Automated Classifications - AI for Classifying News Articles

Simon Zeru Image

Simon Zeru

Last modified : June 10, 2025 (1w ago)

📅 Period: January 2024 – January 2024

🛠️ Technologies: Java

👩‍💻 Expertise: Back-end development, AI algorithms, Data processing

🎓 Acquired skills: Developing an application, Optimizing IT applications, Understand and build algorithms, Working in a team

🔗 GitHub: View repository

📄 Report: See PDF

This article discusses the implementation of my automated classification project using AI and sorting algorithms.

Cover of the project

Project Overview

We developed an artificial intelligence to classify press articles based on their categories (Politics, Sports, Culture, etc.). GitHub was used for group collaboration.

Image of my code structure

To achieve this, we had to apply several algorithmic principles (Binary and sequential search, Merge sort) learned at the beginning of the year. We had to respect energy cost constraints to optimize our application's performance.

Image of the algorithm's complexity

Methodology

To classify articles, a category-specific lexicon is first built in two stages:

  1. Initialization: iterate over all pre-labeled articles for the target category, count each word’s occurrences, then rescan the entire dataset to adjust these counts—increment for occurrences in the same category, decrement for occurrences in other categories.
  2. Weighting: convert each word’s net score into a discrete weight (0–3) based on defined thresholds, retaining only words with weight > 0 in the final lexicon.
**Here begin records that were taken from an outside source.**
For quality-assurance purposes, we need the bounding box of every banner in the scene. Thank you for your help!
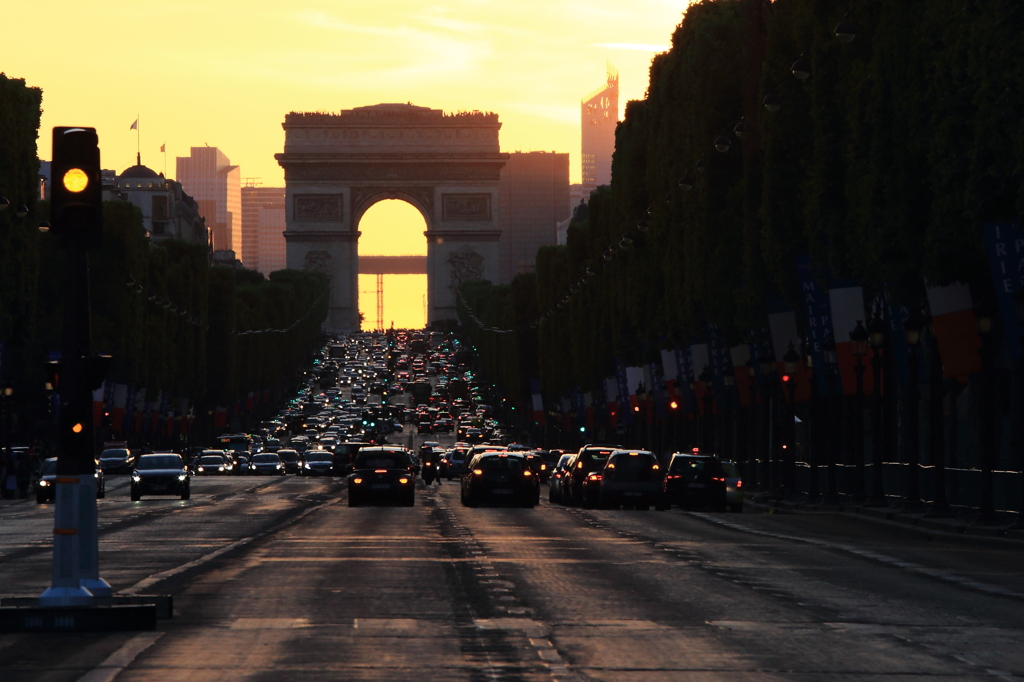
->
[985,221,1024,359]
[927,283,981,384]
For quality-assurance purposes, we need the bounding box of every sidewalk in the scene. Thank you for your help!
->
[743,494,1024,545]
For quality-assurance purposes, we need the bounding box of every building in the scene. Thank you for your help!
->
[176,146,242,251]
[100,163,209,244]
[580,63,618,192]
[241,181,287,274]
[498,152,569,284]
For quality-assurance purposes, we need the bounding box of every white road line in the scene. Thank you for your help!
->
[78,632,164,682]
[691,512,1024,599]
[118,499,338,595]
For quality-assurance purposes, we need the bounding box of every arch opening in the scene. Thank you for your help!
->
[357,199,427,331]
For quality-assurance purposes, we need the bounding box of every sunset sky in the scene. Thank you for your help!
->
[0,0,688,324]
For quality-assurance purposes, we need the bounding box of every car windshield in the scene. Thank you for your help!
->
[479,457,522,471]
[135,455,181,471]
[355,453,409,469]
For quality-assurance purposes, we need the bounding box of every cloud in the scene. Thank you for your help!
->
[591,43,669,52]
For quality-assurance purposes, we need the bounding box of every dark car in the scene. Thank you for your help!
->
[348,446,416,507]
[665,453,726,511]
[562,445,618,506]
[278,447,299,473]
[99,447,135,474]
[583,450,668,511]
[195,450,229,476]
[130,453,191,502]
[36,457,106,505]
[250,453,285,476]
[299,450,334,476]
[462,452,539,507]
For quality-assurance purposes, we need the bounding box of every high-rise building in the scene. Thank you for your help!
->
[177,146,242,251]
[241,181,286,274]
[580,63,618,196]
[498,152,569,284]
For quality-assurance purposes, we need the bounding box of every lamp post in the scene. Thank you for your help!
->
[744,355,759,491]
[804,343,821,501]
[699,365,715,455]
[867,305,886,507]
[782,341,800,492]
[821,332,839,506]
[903,309,925,511]
[850,319,867,502]
[978,310,996,523]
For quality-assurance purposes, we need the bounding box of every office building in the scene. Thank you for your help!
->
[580,63,618,192]
[498,152,569,284]
[237,186,286,274]
[176,146,242,251]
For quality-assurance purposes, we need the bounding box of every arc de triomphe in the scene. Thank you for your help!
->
[275,104,508,333]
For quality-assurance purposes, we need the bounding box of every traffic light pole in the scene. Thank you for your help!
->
[39,128,112,606]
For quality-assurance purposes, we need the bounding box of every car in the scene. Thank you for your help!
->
[278,447,299,474]
[99,447,135,474]
[36,457,106,505]
[722,462,743,513]
[583,450,668,511]
[562,445,618,506]
[348,445,416,507]
[461,451,538,508]
[129,453,191,502]
[548,453,572,503]
[196,450,233,476]
[665,453,726,511]
[252,451,285,476]
[299,450,334,476]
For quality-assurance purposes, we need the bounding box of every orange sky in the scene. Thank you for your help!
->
[0,0,688,322]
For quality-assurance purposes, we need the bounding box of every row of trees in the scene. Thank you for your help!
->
[0,76,328,436]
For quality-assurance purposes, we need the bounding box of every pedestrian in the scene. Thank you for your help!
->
[17,457,32,500]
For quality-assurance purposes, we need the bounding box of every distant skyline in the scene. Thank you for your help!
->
[6,0,689,185]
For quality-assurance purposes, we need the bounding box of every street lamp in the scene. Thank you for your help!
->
[850,319,867,502]
[867,301,886,507]
[903,308,925,510]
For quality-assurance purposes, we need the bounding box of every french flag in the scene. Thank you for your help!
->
[927,282,981,384]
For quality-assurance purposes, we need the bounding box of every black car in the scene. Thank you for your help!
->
[562,445,618,506]
[665,453,726,511]
[462,451,540,507]
[278,449,299,473]
[348,446,416,507]
[250,453,285,476]
[130,453,191,502]
[36,457,106,505]
[299,450,334,476]
[99,447,135,474]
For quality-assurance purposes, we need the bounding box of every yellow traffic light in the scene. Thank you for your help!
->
[63,168,89,194]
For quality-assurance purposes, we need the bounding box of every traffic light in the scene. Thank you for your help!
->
[50,126,103,249]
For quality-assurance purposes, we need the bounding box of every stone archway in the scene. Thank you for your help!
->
[275,104,508,334]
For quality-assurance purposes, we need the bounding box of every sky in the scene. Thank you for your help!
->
[0,0,688,327]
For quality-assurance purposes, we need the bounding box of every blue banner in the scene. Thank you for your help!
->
[985,220,1024,359]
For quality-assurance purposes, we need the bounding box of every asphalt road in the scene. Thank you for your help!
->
[0,432,1024,682]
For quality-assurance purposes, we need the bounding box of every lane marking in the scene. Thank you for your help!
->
[78,632,164,682]
[118,499,339,595]
[690,512,1024,599]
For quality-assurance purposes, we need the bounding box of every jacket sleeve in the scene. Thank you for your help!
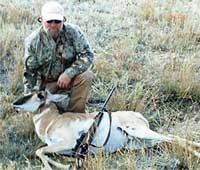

During classification, each Category instance loads its lexicon, iterates through the words of an article, and accumulates their weights to compute a total score. The article is then assigned to the category with the highest score. A merge sort is employed to speed up lexicon lookups, ensuring efficient execution even on large text volumes.

Project Results

The comparative analysis of search and sorting methods revealed significant differences in performance, emphasizing the importance of algorithm selection based on the constraints of the problem.

Our system achieved a classification rate above 50% on a sample of 21 news articles, validating the relevance of the lexical approach despite its limitations. Improvements are possible, particularly through the use of more advanced models such as neural networks trained on large datasets using backpropagation or gradient descent algorithms.

The entire work was presented during a live demonstration and documented in an English report submitted to the teaching staff.

Final grade: 17/20